An 1863 advertisement for a runaway domestic slave circulated by Louis Manigault, a member of a prominent Georgia and South Carolina planter family. Manigault blamed an unknown white man for enticing her away, but she most likely escaped with a male slave who had begun to court her. Slaves fled to Union lines from the first days of the Civil War.

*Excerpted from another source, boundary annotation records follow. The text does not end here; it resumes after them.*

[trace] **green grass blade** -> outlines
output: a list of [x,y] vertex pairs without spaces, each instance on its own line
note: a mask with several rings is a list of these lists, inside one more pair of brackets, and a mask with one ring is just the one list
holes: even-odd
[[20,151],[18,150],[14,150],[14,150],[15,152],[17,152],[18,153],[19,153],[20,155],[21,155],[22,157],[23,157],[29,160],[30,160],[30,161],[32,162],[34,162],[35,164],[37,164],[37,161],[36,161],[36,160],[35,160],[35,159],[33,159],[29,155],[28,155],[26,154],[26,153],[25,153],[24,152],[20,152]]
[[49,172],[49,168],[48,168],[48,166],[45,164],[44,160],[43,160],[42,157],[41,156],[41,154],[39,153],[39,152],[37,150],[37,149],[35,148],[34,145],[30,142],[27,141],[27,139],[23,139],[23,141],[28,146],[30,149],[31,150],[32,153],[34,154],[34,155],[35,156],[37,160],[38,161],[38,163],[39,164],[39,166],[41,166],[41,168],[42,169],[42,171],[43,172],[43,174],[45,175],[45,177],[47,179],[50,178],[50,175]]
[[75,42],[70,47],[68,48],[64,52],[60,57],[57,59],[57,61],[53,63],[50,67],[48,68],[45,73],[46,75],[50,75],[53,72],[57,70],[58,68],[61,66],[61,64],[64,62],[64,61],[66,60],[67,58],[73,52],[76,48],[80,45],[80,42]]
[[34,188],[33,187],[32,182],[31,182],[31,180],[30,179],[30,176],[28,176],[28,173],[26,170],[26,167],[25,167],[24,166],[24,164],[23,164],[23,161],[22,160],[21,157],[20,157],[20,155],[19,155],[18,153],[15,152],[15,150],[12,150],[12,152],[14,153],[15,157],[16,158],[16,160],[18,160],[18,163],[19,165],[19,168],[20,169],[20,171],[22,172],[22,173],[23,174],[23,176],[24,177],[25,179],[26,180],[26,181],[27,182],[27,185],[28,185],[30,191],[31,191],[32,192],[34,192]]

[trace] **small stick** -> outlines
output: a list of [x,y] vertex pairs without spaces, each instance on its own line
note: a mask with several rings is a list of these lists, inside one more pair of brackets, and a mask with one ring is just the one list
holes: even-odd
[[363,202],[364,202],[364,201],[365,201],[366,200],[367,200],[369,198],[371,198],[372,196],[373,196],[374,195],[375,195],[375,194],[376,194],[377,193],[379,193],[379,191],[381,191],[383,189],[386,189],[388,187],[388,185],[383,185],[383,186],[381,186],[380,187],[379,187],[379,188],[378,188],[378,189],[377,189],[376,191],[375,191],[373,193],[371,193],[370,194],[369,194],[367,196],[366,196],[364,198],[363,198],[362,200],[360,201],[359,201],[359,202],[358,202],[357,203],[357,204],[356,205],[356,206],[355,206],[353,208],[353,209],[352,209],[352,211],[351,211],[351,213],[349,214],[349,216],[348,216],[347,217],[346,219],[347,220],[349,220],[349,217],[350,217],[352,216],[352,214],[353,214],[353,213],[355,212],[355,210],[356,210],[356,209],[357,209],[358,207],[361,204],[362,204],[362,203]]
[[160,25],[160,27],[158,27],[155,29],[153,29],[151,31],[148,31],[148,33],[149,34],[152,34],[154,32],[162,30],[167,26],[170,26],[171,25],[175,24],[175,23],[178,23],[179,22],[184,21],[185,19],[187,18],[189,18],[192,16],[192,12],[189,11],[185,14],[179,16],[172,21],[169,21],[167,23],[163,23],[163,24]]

Meanwhile, slaves themselves took actions that helped propel a reluctant white America down the road to emancipation. Whatever the policies of the administration, blacks saw the outbreak of fighting as heralding the long-awaited end of bondage. Well before Lincoln made emancipation a war aim, blacks, in the North and the South, were calling the conflict the “freedom war.” In 1861 and 1862, as the federal army occupied Confederate territory, slaves by the thousands headed for Union lines. Unlike fugitives before the war, these runaways included large numbers of women and children, as entire families abandoned the plantations. Not a few passed along military intelligence and detailed knowledge of the South’s terrain. “The most valuable and reliable information of the enemy’s movements in our vicinity that we have been able to get,” noted the Union general Daniel E. Sickles, “derived from Negroes who came into our lines.” In southern Louisiana, the arrival of the Union army in 1862 led slaves to sack plantation houses and refuse to work unless wages were paid. Slavery there, wrote a northern reporter, “is forever destroyed and worthless, no matter what Mr. Lincoln or anyone else may say on the subject.”